An algorithm is not patent eligible subject matter.
Even if coupled with a generic computer which does nothing, but carry out the algorithm since the Alice-decision of 2014 by the SCOTUS.
Software may be patent eligible subject matter, still.
This means, an invention that includes software may still be granted a utility patent if it is not obvious, for example a system.
Even if the permutations majorly relate to the software component, and the system only uses one additional hardware component beyond a generic computer, it may still be a system which will incorporate software, and thereby protect the software much more broadly than copy right would; in this sense, the software will be subject to a utility patent. Independent claims of systems typically list the hardware component necessary and sufficient to run the broadest embodiment of the invention.
Furthermore, one may obtain a patent for a "computer program product" which is effectively described as the software stored on a storage device, in this sense, an embodiment of such a patent could be a thumb-drive that one copies the algorithm as software code that will perform operations on a generic computer.
As a third way to obtain patent on software (not an algorithm, but a chain of computer instructions such) is to describe the algorithm as a method.

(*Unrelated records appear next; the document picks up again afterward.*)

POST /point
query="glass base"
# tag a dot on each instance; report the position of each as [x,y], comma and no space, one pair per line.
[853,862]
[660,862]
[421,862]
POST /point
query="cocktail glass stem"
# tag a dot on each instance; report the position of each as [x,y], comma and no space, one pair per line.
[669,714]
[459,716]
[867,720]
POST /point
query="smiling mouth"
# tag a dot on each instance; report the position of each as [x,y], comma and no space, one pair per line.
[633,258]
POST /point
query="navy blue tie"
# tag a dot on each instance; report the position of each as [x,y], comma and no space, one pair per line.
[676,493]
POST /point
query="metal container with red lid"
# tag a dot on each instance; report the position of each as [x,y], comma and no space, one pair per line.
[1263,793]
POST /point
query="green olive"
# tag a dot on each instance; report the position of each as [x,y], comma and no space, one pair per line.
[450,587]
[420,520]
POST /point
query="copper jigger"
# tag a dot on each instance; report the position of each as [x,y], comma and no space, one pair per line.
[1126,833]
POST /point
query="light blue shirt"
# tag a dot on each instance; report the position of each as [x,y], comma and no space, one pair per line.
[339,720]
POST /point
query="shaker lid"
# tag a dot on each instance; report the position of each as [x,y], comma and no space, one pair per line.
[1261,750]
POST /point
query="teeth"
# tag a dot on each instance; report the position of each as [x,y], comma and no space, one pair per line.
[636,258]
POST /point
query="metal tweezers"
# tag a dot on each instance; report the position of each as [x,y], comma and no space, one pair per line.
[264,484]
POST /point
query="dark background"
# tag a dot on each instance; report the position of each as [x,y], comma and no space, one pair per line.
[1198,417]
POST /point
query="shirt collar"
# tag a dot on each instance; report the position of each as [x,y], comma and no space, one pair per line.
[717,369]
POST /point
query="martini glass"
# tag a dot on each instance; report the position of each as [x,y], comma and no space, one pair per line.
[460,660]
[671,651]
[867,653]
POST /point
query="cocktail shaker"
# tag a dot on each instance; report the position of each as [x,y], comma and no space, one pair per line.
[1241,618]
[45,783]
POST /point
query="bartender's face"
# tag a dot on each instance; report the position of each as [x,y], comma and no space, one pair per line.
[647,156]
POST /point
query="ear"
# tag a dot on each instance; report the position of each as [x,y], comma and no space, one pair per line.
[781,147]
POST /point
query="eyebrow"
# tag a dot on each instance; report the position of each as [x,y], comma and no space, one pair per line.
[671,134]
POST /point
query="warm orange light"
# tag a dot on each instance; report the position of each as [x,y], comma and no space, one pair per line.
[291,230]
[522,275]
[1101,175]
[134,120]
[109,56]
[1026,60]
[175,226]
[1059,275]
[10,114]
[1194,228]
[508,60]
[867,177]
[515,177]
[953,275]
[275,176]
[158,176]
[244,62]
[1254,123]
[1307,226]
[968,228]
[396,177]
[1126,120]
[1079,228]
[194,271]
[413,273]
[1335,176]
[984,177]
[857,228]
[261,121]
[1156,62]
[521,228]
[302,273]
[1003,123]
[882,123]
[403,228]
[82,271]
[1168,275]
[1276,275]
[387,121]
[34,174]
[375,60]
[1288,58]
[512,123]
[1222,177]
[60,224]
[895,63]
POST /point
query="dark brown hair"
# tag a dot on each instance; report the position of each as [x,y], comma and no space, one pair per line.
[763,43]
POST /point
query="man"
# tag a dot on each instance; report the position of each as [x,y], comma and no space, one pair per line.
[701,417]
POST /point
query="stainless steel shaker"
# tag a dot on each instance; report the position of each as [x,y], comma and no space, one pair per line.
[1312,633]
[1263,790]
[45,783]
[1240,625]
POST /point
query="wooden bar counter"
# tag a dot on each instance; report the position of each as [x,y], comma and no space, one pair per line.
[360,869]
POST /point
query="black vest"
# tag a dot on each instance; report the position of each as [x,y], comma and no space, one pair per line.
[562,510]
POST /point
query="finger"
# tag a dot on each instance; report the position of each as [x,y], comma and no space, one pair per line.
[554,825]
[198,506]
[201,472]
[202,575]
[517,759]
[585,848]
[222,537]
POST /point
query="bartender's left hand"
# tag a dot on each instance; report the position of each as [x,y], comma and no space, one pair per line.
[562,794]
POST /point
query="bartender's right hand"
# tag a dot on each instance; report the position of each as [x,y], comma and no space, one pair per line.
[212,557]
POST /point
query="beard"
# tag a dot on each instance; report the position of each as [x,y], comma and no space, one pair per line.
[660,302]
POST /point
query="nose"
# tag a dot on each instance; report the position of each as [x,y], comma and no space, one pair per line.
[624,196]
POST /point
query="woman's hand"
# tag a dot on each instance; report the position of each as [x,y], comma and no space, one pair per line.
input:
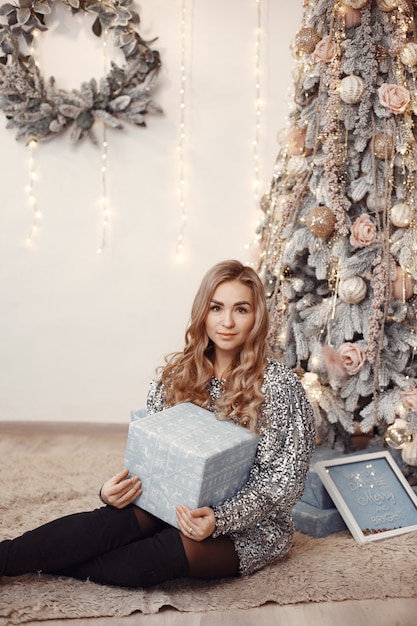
[119,491]
[197,524]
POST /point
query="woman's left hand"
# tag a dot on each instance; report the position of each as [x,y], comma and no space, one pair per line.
[197,524]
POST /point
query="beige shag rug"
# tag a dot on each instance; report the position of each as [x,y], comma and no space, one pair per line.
[38,488]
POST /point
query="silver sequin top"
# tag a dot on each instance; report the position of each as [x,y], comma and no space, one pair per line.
[258,517]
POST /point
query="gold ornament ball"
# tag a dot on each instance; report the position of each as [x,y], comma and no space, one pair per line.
[355,4]
[321,221]
[306,40]
[409,452]
[401,215]
[383,146]
[408,54]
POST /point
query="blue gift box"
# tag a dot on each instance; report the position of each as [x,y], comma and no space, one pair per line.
[185,455]
[315,522]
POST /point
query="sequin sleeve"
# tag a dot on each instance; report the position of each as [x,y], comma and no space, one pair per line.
[286,442]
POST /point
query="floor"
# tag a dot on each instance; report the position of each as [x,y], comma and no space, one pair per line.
[41,437]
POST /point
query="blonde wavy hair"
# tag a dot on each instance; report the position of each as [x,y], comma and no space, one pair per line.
[186,375]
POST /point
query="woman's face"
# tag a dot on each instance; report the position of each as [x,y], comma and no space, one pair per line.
[231,318]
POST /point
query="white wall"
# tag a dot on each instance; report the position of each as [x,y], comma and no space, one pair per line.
[82,333]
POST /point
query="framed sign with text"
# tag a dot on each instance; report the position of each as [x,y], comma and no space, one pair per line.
[371,494]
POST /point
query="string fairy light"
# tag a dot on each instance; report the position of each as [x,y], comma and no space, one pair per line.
[258,103]
[104,201]
[258,114]
[36,214]
[32,147]
[182,134]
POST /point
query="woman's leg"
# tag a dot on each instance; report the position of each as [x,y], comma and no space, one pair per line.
[211,558]
[74,539]
[143,563]
[159,558]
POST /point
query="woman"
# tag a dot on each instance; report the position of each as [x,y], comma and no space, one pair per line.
[225,367]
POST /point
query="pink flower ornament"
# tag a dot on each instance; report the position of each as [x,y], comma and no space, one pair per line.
[325,50]
[363,232]
[353,357]
[394,97]
[410,399]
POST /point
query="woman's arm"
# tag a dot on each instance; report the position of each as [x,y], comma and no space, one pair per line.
[119,491]
[276,480]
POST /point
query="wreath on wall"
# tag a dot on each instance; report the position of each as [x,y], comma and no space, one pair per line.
[39,109]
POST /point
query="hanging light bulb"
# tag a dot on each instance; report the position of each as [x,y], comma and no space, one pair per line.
[396,435]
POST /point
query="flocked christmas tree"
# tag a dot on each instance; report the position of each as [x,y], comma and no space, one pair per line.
[339,236]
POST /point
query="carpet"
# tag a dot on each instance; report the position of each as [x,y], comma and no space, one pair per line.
[38,488]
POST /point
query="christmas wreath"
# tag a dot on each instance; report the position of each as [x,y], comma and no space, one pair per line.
[39,109]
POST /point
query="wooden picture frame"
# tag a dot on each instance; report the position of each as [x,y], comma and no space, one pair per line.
[371,494]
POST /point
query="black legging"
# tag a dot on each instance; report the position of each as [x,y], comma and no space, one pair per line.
[127,547]
[211,558]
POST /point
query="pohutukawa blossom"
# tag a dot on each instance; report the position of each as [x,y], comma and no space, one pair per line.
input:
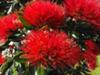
[44,13]
[8,24]
[88,10]
[52,48]
[90,54]
[1,59]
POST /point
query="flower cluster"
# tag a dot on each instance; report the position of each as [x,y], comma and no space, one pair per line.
[51,47]
[44,13]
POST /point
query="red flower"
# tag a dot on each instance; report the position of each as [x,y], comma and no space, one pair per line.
[1,60]
[90,54]
[8,24]
[88,10]
[51,48]
[44,13]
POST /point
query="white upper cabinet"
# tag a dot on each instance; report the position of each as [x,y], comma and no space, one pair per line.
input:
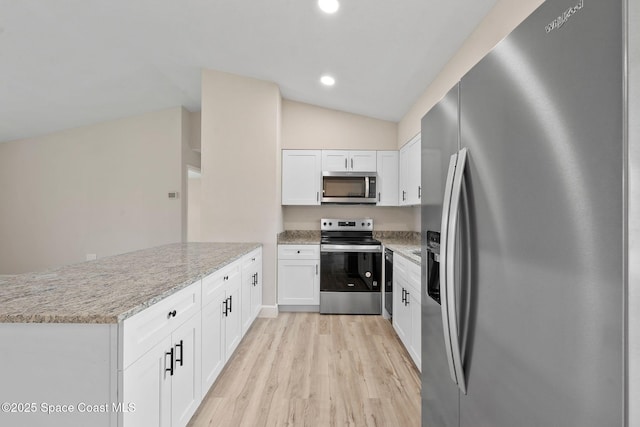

Method patents don't necessarily lay out the generic computer prerequisites.
It is common practice to describe patent eligible subject matter software in their patent-sought embodiments as each a system, a computer program product and a method.
The U.S. used to have the most liberal patent system favoring software - and even algorithm related - subject matters for the purposes of utility patent applications.
It is debatable that now the EPO is more liberal in this sense, my experience is that it is not; the EPO is still more restrictive, and it will be the same with the Unitary Patent of the EU as well.